Dans cette configuration collective impressionnante, tout le monde, sans se concerter, s’est souhaité une Année 2019 « sereine ». Interpelée par cette coïncidence à grande échelle, j’ai décidé de concentrer ma première chronique de l’année sur ce sujet d’actualité.
La sérénité est une posture individuelle et collective qui consiste à faire face aux turbulences sans être perturbé(e).
Être serein(e), c’est n’avoir aucun doute sur sa capacité à affronter n’importe quelle situation qui pourrait se présenter. Cela n’exclue pas les questionnements internes sur les moyens, les détails techniques, la stratégie à adopter, ou même une préparation approfondie. C’est en fait, une attitude de confiance en soi qui demande une très grande hauteur de vue et une prise de pouvoir interne sur le monde et la vie : « La sérénité est une conquête » dit André Maurois.

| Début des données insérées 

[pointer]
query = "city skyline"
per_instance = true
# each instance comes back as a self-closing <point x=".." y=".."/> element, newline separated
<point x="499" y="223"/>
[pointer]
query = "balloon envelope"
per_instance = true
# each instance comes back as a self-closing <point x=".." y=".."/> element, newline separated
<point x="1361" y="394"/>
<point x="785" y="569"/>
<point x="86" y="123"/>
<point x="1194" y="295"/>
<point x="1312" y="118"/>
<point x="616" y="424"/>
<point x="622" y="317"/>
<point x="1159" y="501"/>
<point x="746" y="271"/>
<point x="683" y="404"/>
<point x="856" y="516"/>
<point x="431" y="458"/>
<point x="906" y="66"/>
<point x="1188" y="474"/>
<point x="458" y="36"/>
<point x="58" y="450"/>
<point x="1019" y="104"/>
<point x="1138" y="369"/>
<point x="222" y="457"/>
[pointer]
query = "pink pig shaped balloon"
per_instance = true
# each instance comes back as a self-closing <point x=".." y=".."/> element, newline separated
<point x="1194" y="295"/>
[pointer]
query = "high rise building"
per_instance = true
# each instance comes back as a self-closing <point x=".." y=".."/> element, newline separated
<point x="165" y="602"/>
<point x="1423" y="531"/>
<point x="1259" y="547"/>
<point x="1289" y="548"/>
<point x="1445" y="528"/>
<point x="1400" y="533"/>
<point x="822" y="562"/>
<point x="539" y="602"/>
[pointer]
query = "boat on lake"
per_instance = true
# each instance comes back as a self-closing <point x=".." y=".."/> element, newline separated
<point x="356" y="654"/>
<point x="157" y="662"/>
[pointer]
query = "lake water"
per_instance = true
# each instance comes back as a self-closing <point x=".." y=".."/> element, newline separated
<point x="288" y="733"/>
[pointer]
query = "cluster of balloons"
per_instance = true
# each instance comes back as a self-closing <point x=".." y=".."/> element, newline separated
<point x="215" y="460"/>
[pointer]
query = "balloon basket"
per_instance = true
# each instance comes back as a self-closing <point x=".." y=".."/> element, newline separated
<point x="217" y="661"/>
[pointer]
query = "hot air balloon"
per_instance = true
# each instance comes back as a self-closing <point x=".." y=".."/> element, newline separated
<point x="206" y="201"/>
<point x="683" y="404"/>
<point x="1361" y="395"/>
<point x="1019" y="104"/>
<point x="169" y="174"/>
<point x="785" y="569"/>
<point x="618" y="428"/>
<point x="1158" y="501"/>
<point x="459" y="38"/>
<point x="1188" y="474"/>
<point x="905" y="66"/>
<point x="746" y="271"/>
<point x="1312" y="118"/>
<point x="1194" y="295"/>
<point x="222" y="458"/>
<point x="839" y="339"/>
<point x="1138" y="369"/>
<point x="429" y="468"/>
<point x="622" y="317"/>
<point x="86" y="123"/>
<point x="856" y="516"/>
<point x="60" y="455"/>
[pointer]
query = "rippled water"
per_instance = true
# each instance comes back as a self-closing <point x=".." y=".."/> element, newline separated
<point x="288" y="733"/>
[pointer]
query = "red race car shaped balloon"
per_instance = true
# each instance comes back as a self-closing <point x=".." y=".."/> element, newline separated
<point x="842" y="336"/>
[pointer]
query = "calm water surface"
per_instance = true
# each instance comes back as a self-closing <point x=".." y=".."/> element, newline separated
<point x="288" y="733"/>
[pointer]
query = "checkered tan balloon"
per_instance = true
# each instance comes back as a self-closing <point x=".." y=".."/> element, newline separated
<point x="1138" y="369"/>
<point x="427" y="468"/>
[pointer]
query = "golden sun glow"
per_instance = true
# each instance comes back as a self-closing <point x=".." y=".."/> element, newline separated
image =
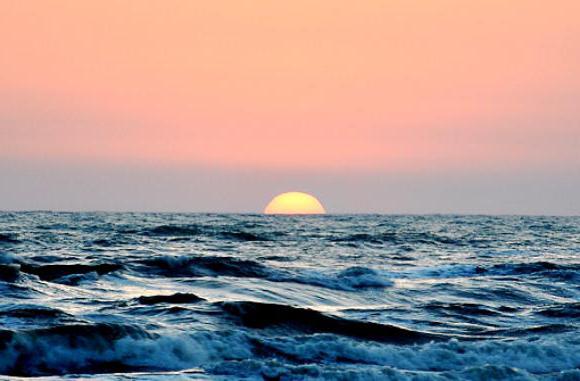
<point x="294" y="203"/>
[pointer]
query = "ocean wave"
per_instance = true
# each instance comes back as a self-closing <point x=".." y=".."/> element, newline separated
<point x="469" y="309"/>
<point x="349" y="279"/>
<point x="32" y="312"/>
<point x="400" y="238"/>
<point x="112" y="348"/>
<point x="9" y="272"/>
<point x="9" y="238"/>
<point x="177" y="298"/>
<point x="216" y="232"/>
<point x="267" y="315"/>
<point x="326" y="357"/>
<point x="197" y="266"/>
<point x="56" y="272"/>
<point x="564" y="311"/>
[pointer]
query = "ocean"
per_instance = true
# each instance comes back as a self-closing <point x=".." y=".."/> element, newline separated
<point x="160" y="296"/>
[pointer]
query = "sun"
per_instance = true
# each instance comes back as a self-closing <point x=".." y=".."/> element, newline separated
<point x="294" y="203"/>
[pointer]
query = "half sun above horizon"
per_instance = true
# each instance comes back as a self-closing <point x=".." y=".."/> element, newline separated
<point x="294" y="203"/>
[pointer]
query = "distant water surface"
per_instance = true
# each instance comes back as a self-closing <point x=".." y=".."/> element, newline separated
<point x="132" y="296"/>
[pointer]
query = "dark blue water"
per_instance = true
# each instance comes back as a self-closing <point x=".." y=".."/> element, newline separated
<point x="187" y="296"/>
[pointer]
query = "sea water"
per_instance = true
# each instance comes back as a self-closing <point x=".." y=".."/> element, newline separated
<point x="346" y="297"/>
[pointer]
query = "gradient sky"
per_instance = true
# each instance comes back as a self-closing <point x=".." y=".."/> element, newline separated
<point x="391" y="106"/>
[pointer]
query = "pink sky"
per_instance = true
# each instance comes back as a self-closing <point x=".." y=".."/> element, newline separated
<point x="399" y="105"/>
<point x="307" y="85"/>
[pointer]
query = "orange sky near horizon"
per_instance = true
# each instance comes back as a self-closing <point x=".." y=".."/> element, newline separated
<point x="307" y="85"/>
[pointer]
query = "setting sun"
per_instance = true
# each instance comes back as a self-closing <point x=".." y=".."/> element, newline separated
<point x="294" y="203"/>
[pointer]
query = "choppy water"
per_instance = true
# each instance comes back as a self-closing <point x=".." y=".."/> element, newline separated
<point x="186" y="296"/>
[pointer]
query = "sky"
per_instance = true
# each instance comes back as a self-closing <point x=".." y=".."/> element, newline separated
<point x="394" y="106"/>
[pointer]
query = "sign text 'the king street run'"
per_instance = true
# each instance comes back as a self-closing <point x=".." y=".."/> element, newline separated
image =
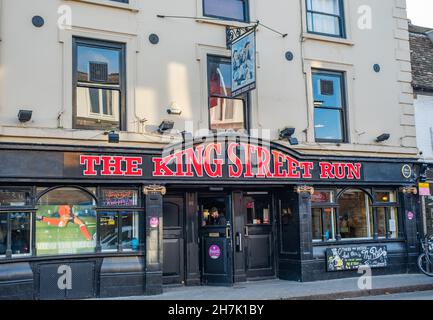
<point x="247" y="161"/>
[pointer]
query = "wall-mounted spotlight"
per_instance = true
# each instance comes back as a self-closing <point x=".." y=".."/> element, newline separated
<point x="288" y="133"/>
<point x="166" y="125"/>
<point x="383" y="137"/>
<point x="113" y="137"/>
<point x="25" y="115"/>
<point x="174" y="109"/>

La sérénité est l’état de maîtrise de soi et de gouvernance interne le plus abouti. C’est ce qui fait dire au commandant Chesley Sullenberger un laconique « Position de sécurité pour l’impact » (« Brace for impact ») lorsqu’il entame le premier amerrissage réussi de l’histoire sur le fleuve Hudson à New York en 2009. Les pilotes d’avions connaissent et pratiquent nécessairement la sérénité dans leur quotidien, étant maîtres absolus à bord et ayant la responsabilité de centaines de vies à la fois. Dès qu’ils montent dans le cockpit, ils se répètent la phrase suivante comme un mantra : « Quoi qu’il arrive, je ferai de mon mieux. ». Cette phrase, très simple, prend en compte tous les scénarii possibles et impossibles, met la Fonction qu’incarne la personne au centre de l’action, et assure la posture de maîtrise.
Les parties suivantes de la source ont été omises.